They had done evil to no one as yet. Nataly thought that; not-withstanding the outcry of the ancient and withered woman who bore Victor Radnor’s name: for whom, in consequence of the rod the woman had used, this tenderest of hearts could summon no emotion. If she had it, the thing was not to be hauled up to consciousness. Her feeling was, that she forgave the wrinkled Malignity: pity and contrition dissolving in the effort to produce the placable forgiveness. She was frigid because she knew rightly of herself, that she in the place of power would never have struck so meanly. But the mainspring of the feeling in an almost remorseless bosom drew from certain chance expressions of retrospective physical distaste on Victor’s part;—hard to keep from a short utterance between the nuptial two, of whom the unshamed exuberant male has found the sweet reverse in his mate, a haven of heavenliness, to delight in:—these conjoined with a woman’s unspoken pleading ideas of her own, on her own behalf, had armed her jealously in vindication of Nature.
Now, as long as they did no palpable wrong about them, Nataly could argue her case in her conscience—deep down and out of hearing, where women under scourge of the laws they have not helped decree may and do deliver their minds. She stood in that subterranean recess for Nature against the Institutions of Man: a woman little adapted for the post of revel; but to this, by the agency of circumstances, it had come; she who was designed by nature to be an ornament of those Institutions opposed them and when thinking of the rights and the conduct of the decrepit Legitimate—virulent in a heathen vindictiveness declaring itself holy—she had Nature’s logic, Nature’s voice, for self-defence. It was eloquent with her, to the deafening of other voices in herself, even to the convincing of herself, when she was wrought by the fires within to feel elementally. The other voices within her issued of the acknowledged dues to her family and to the world—the civilization protecting women: sentences thereanent in modern books and Journals. But the remembrance of moods of fiery exaltation, when the Nature she called by name of Love raised the chorus within to stop all outer buzzing, was, in a perpetual struggle with a whirlpool, a constant support while she and Victor were one at heart.

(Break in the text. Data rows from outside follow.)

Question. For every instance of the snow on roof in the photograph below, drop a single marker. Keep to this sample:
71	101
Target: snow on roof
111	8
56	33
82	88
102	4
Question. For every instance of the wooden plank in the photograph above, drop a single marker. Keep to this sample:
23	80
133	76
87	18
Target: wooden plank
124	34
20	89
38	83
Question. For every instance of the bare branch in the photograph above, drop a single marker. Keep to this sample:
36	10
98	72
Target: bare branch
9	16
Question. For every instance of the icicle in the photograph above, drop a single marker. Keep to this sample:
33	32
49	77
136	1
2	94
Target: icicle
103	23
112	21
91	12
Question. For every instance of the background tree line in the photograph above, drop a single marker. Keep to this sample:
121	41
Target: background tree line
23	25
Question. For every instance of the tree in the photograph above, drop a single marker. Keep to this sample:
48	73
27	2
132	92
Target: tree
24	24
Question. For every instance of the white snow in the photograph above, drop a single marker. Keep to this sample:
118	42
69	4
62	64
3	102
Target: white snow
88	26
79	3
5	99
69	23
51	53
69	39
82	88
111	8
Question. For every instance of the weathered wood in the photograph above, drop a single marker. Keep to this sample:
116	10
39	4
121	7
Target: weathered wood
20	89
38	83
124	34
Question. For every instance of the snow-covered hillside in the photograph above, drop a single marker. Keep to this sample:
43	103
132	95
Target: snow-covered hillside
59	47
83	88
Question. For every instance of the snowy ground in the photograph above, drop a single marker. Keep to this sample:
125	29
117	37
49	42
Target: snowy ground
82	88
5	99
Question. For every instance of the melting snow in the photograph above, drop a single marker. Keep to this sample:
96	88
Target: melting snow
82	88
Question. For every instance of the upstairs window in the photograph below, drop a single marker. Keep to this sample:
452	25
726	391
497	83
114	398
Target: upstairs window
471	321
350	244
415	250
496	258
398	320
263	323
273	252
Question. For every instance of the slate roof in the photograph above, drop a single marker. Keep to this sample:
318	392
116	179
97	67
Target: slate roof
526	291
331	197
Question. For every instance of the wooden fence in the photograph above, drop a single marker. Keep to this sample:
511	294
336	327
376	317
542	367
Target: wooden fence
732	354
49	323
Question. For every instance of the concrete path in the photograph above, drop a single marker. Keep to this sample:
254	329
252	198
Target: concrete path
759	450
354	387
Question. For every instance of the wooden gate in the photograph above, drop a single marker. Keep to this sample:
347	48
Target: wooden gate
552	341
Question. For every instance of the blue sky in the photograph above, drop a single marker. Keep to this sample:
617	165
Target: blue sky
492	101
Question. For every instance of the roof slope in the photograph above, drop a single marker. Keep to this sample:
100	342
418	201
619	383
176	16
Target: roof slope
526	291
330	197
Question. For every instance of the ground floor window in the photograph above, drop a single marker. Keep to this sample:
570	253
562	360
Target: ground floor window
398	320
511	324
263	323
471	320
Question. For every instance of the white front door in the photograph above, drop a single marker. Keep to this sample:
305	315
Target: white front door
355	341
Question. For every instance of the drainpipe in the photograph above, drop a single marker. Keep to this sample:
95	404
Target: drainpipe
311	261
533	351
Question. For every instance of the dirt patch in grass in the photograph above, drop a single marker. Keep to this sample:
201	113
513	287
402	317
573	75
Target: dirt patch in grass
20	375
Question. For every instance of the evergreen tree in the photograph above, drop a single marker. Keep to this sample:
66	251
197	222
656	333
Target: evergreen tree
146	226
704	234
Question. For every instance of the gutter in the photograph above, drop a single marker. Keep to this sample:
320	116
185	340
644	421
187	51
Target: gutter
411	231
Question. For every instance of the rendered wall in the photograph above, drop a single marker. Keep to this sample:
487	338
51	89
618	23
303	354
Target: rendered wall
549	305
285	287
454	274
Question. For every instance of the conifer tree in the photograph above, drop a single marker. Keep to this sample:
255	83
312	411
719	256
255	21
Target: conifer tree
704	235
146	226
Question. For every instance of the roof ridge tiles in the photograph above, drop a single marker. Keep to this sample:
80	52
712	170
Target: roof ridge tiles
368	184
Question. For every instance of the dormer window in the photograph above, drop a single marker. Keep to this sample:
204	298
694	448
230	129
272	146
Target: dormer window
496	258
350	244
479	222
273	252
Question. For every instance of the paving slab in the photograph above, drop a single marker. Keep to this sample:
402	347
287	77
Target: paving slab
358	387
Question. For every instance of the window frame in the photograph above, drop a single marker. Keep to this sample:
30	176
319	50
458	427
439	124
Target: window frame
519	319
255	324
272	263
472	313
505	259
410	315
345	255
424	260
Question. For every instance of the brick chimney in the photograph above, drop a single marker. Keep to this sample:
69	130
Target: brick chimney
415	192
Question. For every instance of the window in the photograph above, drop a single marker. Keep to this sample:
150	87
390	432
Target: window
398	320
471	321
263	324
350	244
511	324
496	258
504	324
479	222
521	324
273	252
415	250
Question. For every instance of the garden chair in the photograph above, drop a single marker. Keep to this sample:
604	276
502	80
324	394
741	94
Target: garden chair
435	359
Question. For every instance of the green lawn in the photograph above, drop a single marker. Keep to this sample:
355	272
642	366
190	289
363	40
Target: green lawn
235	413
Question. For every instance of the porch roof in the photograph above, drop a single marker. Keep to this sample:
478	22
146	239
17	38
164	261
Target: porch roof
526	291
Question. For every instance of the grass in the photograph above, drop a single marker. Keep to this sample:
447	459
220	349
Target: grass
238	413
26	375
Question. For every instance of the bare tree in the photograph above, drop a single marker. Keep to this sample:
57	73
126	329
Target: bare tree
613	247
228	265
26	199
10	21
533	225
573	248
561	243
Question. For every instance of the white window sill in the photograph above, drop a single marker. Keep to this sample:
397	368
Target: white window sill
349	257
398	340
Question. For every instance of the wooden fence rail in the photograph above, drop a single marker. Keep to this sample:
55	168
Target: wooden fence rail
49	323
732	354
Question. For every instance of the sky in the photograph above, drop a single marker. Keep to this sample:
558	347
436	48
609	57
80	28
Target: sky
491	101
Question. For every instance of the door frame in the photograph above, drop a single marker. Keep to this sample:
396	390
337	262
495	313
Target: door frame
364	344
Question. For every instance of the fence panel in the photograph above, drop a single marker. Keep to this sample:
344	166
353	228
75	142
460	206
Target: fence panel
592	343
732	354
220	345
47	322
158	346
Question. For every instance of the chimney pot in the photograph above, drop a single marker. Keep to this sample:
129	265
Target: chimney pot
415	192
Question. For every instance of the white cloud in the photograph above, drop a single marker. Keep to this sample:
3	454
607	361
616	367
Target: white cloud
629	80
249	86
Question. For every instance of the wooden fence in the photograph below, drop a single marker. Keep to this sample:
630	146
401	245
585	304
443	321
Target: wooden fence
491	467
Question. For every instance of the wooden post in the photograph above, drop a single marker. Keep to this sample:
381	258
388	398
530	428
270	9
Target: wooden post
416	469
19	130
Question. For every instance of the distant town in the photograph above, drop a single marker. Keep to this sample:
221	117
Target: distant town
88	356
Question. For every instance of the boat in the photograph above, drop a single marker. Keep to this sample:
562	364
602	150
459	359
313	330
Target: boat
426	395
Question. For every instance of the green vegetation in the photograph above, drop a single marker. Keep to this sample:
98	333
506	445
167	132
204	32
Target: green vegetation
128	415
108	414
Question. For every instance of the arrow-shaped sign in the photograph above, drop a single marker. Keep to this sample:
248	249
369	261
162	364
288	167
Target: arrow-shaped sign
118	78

The sense of her standing alone made her sway; and a thought of differences with him caused frightful apprehensions of the abyss.
Luxuriously she applied to his public life for witness that he had governed wisely as well as affectionately so long; and he might therefore, with the chorussing of the world of public men, expect a woman blindfold to follow his lead. But no; we may be rebels against our time and its Laws: if we are really for Nature, we are not lawless. Nataly’s untutored scruples, which came side by side with her ability to plead for her acts, restrained her from complicity in the ensnaring of a young man of social rank to espouse the daughter of a couple socially insurgent-stained, to common thinking, should denunciation come. The Nature upholding her fled at a vision of a stranger entangled. Pitiable to reflect, that he was not one of the adventurer-lords of prey who hunt and run down shadowed heiresses and are congratulated on their luck in a tolerating country! How was the young man to be warned? How, under the happiest of suppositions, propitiate his family! And such a family, if consenting with knowledge, would consent only for the love of money. It was angling with as vile a bait as the rascal lord’s. Humiliation hung on the scheme; it struck to scorching in the contemplation of it. And it darkened her reading of Victor’s character.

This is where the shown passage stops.